Your C# Collections Are Leaking: Common Performance Pitfalls and How to Plug Them

Every C# developer has written code that works fine in small tests but slows to a crawl under real load. Often the culprit isn't bad algorithms—it's how we use collections. The list you chose because it was familiar, the LINQ query you wrote without thinking about allocations, the dictionary you left with a default comparer—these seemingly innocent choices can silently leak performance. This guide walks through the most common collection pitfalls in C# and shows how to fix them without over-engineering.

Where Collection Leaks Show Up in Real Work

Collection performance problems rarely appear in unit tests or during local development. They emerge under production load, and they tend to cluster in a few predictable places. The most common is high-traffic API endpoints that return lists of entities. A typical controller action might fetch a set of records, filter them with LINQ, and materialize the result into a List<T>. If that endpoint handles thousands of requests per second, the repeated allocations and GC pressure become a bottleneck.

Another hotspot is batch processing pipelines. When you read a file line by line and accumulate results into a collection that grows unpredictably, the internal array resizing costs add up. A team I once worked with had a CSV import job that took 45 minutes for a million-row file. Replacing the intermediate List<T> with a pre-sized array and a separate index variable cut the time to under 10 minutes—no algorithm change, just better collection hygiene.

UI-thread bottlenecks are a third common site. WPF or WinForms applications that populate ListBox or DataGrid items from a collection built on the UI thread often cause visible lag. The culprit is often a naive search or sort operation on the collection inside a property getter or an event handler. Moving that logic to a background thread and using a more appropriate collection type (like a SortedSet or a Dictionary for lookups) can make the UI feel responsive again.

Why These Leaks Are Hard to Spot

The problem is that most performance analysis tools highlight CPU hotspots, not allocation patterns. A method that spends 80% of its time in garbage collection won't show up as a hot function—it will show up as high GC overhead in a memory profiler. Developers often miss this because they profile CPU first. The collection leak is a memory problem that masquerades as a CPU problem.

Additionally, collection leaks are cumulative. A single extra allocation per request might add only a few microseconds, but under 10,000 requests per second, that's 10 million extra allocations per second. The garbage collector eventually kicks in, and the pause times ruin throughput. The leak isn't a bug; it's a slow erosion of performance that's easy to ignore until it becomes a crisis.

Foundations Readers Confuse

Many C# developers conflate algorithmic complexity with real-world performance. They memorize that Dictionary lookup is O(1) and List lookup is O(n), but they forget that O(1) includes the cost of hashing, bucket lookup, and potential collision resolution. For small collections (fewer than 20 items), a List's linear scan can actually be faster than a Dictionary's hash computation. The constant factors matter.

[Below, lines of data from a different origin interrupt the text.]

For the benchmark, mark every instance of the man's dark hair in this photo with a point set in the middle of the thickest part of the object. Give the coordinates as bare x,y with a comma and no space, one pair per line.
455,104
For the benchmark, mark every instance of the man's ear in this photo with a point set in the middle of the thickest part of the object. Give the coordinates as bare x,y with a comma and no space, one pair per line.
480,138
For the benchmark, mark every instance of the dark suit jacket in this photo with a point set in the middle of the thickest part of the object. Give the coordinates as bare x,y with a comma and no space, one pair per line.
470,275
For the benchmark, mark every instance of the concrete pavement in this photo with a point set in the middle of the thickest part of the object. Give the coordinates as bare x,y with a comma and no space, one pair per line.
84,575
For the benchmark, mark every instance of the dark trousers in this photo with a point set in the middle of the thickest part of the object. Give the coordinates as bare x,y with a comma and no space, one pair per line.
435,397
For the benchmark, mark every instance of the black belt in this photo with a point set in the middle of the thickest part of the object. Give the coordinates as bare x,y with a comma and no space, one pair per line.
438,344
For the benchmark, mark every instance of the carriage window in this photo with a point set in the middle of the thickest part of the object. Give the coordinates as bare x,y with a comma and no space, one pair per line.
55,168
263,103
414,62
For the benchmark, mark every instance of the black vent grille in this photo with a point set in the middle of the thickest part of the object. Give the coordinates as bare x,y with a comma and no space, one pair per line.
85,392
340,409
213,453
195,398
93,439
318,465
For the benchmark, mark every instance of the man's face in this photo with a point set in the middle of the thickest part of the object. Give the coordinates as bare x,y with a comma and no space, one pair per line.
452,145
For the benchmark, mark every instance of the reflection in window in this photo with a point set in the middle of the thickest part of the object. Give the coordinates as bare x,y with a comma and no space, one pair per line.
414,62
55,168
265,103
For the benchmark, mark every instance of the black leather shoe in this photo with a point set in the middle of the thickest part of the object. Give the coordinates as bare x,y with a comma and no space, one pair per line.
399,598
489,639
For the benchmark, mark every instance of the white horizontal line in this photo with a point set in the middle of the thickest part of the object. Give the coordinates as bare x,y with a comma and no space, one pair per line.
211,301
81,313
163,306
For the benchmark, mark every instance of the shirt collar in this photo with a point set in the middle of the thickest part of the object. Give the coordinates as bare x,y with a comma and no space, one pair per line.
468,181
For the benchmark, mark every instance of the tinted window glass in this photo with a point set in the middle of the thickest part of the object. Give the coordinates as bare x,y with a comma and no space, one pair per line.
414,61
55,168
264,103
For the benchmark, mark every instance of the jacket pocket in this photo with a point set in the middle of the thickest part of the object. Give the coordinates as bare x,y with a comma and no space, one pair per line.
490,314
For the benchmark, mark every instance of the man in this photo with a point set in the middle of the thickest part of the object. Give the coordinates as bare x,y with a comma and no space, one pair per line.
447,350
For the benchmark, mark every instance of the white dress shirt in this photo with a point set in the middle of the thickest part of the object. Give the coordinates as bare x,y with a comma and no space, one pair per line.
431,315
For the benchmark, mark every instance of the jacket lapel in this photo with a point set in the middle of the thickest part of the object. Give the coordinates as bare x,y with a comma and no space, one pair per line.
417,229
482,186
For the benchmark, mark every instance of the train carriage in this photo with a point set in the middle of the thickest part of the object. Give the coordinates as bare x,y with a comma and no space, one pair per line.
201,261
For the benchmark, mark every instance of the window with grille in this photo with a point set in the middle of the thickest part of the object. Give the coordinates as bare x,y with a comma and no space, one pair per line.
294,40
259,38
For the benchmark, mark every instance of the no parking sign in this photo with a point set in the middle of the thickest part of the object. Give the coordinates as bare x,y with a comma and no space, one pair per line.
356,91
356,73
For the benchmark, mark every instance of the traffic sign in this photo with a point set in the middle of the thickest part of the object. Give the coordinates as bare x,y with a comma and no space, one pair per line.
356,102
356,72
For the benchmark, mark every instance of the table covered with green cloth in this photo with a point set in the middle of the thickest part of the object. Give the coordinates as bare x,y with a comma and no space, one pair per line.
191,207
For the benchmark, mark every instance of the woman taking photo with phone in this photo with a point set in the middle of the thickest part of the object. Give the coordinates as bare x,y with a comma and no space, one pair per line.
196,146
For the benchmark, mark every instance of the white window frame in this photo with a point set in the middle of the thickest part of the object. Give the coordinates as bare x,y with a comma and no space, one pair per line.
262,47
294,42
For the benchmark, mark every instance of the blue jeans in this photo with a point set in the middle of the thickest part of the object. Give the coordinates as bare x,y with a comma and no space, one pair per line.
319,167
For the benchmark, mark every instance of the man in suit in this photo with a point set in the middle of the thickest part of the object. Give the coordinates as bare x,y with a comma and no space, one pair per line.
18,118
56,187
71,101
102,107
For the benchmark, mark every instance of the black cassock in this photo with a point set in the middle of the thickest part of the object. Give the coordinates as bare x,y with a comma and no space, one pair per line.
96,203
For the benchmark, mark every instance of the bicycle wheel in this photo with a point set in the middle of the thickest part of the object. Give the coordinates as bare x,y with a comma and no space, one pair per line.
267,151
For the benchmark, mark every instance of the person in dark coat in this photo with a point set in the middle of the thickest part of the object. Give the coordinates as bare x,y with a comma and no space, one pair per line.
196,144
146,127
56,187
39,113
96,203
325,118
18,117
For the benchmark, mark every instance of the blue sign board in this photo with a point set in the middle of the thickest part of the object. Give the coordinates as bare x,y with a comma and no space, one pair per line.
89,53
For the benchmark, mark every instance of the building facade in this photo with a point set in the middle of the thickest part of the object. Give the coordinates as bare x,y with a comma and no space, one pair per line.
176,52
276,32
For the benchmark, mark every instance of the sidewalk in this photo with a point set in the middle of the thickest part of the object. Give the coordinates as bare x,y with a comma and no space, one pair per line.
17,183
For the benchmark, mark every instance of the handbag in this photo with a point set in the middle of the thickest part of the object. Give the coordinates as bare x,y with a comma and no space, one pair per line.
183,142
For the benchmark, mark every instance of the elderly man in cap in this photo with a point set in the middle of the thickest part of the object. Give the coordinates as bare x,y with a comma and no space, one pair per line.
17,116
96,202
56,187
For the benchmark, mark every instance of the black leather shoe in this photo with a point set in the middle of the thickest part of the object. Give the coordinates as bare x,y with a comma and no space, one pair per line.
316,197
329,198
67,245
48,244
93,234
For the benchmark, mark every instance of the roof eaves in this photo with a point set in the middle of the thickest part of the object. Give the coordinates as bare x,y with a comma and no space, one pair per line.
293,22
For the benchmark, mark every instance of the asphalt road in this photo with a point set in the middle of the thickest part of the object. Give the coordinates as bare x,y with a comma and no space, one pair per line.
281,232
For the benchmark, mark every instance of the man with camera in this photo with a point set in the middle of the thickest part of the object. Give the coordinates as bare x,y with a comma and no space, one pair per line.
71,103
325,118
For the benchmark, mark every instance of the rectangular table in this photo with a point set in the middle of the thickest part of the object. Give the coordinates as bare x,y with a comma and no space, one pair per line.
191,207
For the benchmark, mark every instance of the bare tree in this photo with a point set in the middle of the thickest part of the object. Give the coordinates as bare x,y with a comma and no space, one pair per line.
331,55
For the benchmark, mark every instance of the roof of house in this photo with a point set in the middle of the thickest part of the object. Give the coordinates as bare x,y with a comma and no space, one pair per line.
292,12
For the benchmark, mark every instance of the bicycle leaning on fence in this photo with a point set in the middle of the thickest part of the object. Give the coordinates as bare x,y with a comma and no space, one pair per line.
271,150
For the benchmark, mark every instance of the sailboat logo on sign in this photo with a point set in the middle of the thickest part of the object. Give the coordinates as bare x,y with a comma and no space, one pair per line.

Another common confusion is between value type and reference type collections. A List<int> stores the integers inline, so iterating it is cache-friendly. But a List<SomeClass> stores references, and the actual objects may be scattered across memory. Iterating that list causes cache misses, which are orders of magnitude slower than the iteration itself. Teams often benchmark the iteration without accounting for memory locality, then wonder why their real-world performance doesn't match the numbers.

The Misunderstood Role of Capacity

Every dynamic collection (List, Dictionary, HashSet) has an internal array that grows when the collection exceeds its capacity. The growth policy doubles the size, which means the last resize is wasted if you know the final size in advance. Setting the initial capacity to the expected number of items can eliminate all resizing overhead. Yet many developers leave the default capacity, even when they know the approximate size. This is one of the simplest and most effective optimizations, yet it's routinely ignored.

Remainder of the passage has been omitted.